Он оказался прав – Соледад смогла сесть, спустила ноги на пол, и спина не сломалась, шея держала ее тяжелую голову, положение было несмертельное.
– На нее ни одно платье не налезет, – заметила Маша. – Придется на спине распороть, а потом прямо на ней как-нибудь зашить. И шаль сверху.
– Ничего страшного. К вечеру отек еще спадет, выкрутитесь, – пообещал Георгий. – Главное – обувь. Маша, тащи сюда все ее концертные туфли. Если не подойдут – я вызову такси, поедешь по магазинам.
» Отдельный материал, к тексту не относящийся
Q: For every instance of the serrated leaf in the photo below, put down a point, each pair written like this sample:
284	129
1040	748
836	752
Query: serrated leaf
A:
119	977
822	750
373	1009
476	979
Концерт отменять нельзя.
– Почему? – Соледад действительно поразилась жесткости Георгия в этом вопросе.
– А почему, а зачем. Затем, чтобы ты никогда в жизни больше не знала этого соблазна – отменить концерт из-за плохого настроения. Ты должна быть сильной. А если начнешь давать себе поблажки, то станешь вроде этого чудака, у которого ты купила рапиру, никому не нужная.
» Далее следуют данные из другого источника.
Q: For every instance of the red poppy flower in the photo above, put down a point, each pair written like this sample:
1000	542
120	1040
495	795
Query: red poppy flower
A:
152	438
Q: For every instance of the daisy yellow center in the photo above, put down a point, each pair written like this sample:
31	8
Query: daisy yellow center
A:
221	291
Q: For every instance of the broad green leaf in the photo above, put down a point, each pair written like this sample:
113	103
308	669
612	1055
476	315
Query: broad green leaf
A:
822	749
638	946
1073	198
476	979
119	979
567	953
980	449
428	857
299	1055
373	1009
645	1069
– Георгий прав, – сказала Маша. – Это очень важно.
И Соледад поехала вечером в концертный зал. Днем они кое-как порепетировали, голос слушался, но тело – тело потеряло подвижность, Соледад с трудом спустилась с лестницы, а в машину ее усадил Георгий, он же и вынимал.
Зал был полон, что вызвало у Соледад вспышку совершенно неожиданной ненависти. Этим людям было безразлично, жива певица или помрет прямо на сцене. Они хотели слушать про любовь! Им непременно подавай любовь со всеми ее старомодными аксессуарами и в исполнении хрустального голоса России! И им наплевать, что вот сейчас, сию минуту певица ненавидит голос, из-за которого обречена до пенсии петь про любовь!
Увы, голос предопределил судьбу – да и куда бы ей еще было деваться с этим даром Божьим? Недостаточно сильный для оперы и слишком хороший для эстрады в нынешнем ее состоянии, Соледад была обречена на романсы и сперва даже сдуру радовалась этому, открывая мир мелодий и простых задушевных слов. Но тогда она была еще очень молода и верила в силу слова и мелодии. Их бессилие выяснилось уже потом.
Сейчас, стоя за кулисами, она уже жалела, что не пренебрегла даром Божьим. Она была обречена всю жизнь исполнять романсы, всю жизнь добывать из души то скорбящую, то торжествующую любовь, а разве это возможно? Тем более когда от слова «любовь», повторяемого ежедневно сотню раз, уже скоро судороги начнутся?
– Как ты? – спросила Маша.
– Нормально.
По сравнению с утром это действительно было нормально. Платье, распоротое до бедер, Маша зашила прямо на Соледад, требуя, чтобы подруга держала палец во рту, а то есть риск «пришить разум». Сидело оно страшновато, но огромная цветастая шаль спасала положение. Шаль выбрал Георгий – решил, что несколько покрупневшая певица должна придерживаться русского стиля, публика это оценит. То же касалось прически – отросшие светлые волосы были собраны, к затылку намертво пришпилен синтетический шиньон. Получилась неописуемая пошлость, но, если смотреть издали, даже по-своему стильно.